Lectio Divina: Giovanni 11,45-56

Lectio: 
Sabato, 8 Aprile, 2017
Tempo di Quaresima
  
1) Preghiera
O Dio, che operi sempre per la nostra salvezza
e in questi giorni ci allieti con un dono speciale
della tua grazia,
guarda con bontà alla tua famiglia,
custodisci nel tuo amore chi attende il Battesimo
e assisti chi è già rinato alla vita nuova.
Per il nostro Signore Gesù Cristo...
 
2) Lettura
Dal Vangelo secondo Giovanni 11,45-56
In quel tempo, molti dei Giudei che erano venuti da Maria, alla vista della risurrezione di Lazzaro credettero in lui. Ma alcuni andarono dai farisei e riferirono loro quel che Gesù aveva fatto.

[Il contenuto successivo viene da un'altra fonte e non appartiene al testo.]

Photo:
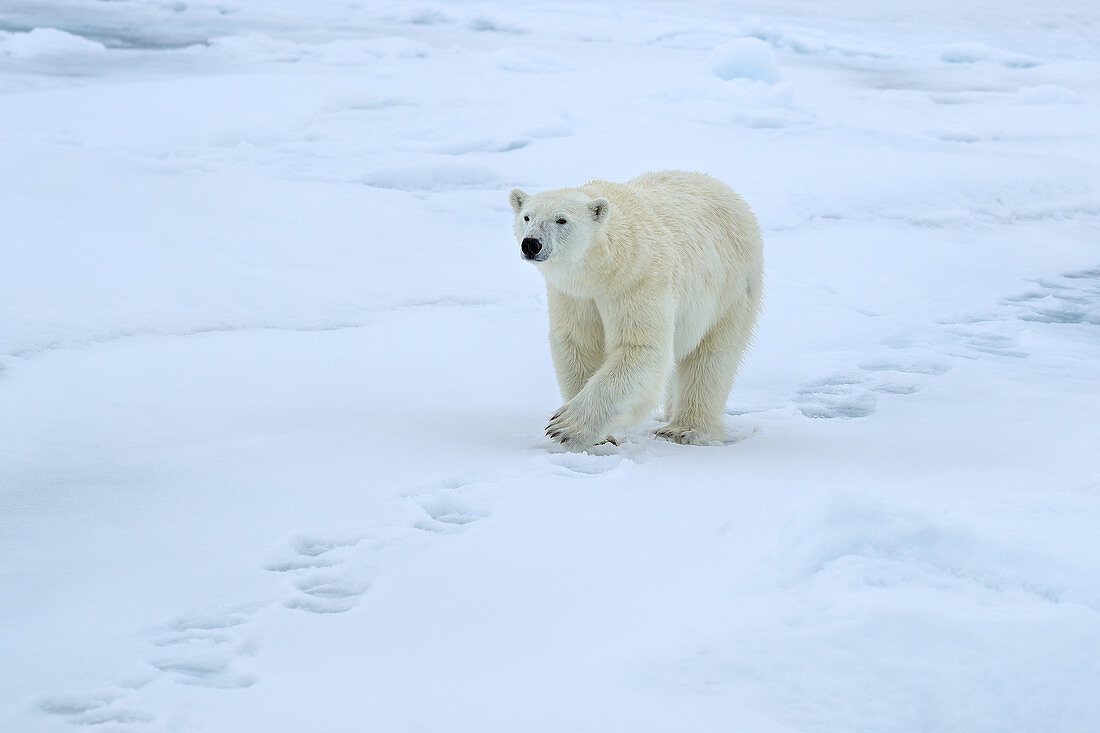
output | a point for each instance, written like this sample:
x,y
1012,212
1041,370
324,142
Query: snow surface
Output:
x,y
273,376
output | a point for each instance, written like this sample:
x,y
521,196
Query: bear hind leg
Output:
x,y
703,380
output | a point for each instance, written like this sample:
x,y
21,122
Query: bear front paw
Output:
x,y
683,435
569,427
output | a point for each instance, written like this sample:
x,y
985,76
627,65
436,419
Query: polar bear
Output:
x,y
653,286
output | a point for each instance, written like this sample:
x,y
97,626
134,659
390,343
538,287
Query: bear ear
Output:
x,y
518,198
600,208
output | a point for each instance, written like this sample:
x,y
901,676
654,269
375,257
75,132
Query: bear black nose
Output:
x,y
530,247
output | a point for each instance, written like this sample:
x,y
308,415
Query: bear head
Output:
x,y
557,227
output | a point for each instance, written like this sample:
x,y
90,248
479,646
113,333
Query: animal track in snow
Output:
x,y
95,709
204,649
322,583
447,512
840,395
850,395
1069,298
585,465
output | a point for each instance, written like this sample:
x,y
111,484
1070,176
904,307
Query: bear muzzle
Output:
x,y
532,249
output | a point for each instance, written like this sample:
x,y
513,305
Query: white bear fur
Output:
x,y
653,286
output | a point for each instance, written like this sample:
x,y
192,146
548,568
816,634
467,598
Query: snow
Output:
x,y
273,375
745,58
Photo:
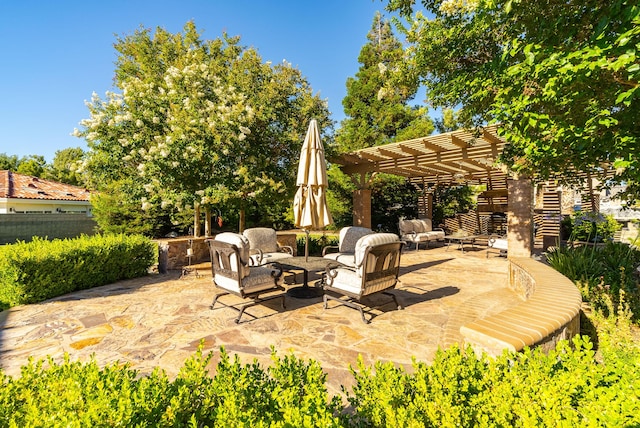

Allora i sommi sacerdoti e i farisei riunirono il sinedrio e dicevano: “Che facciamo? Quest’uomo compie molti segni. Se lo lasciamo fare così, tutti crederanno in lui e verranno i Romani e distruggeranno il nostro luogo santo e la nostra nazione”.
Ma uno di loro, di nome Caifa, che era sommo sacerdote in quell’anno, disse loro: “Voi non capite nulla e non considerate come sia meglio che muoia un solo uomo per il popolo e non perisca la nazione intera”. Questo però non lo disse da se stesso, ma essendo sommo sacerdote profetizzò che Gesù doveva morire per la nazione e non per la nazione soltanto, ma anche per riunire insieme i figli di Dio che erano dispersi. Da quel giorno dunque decisero di ucciderlo.
Gesù pertanto non si faceva più vedere in pubblico tra i Giudei; egli si ritirò di là nella regione vicina al deserto, in una città chiamata Efraim, dove si trattenne con i suoi discepoli.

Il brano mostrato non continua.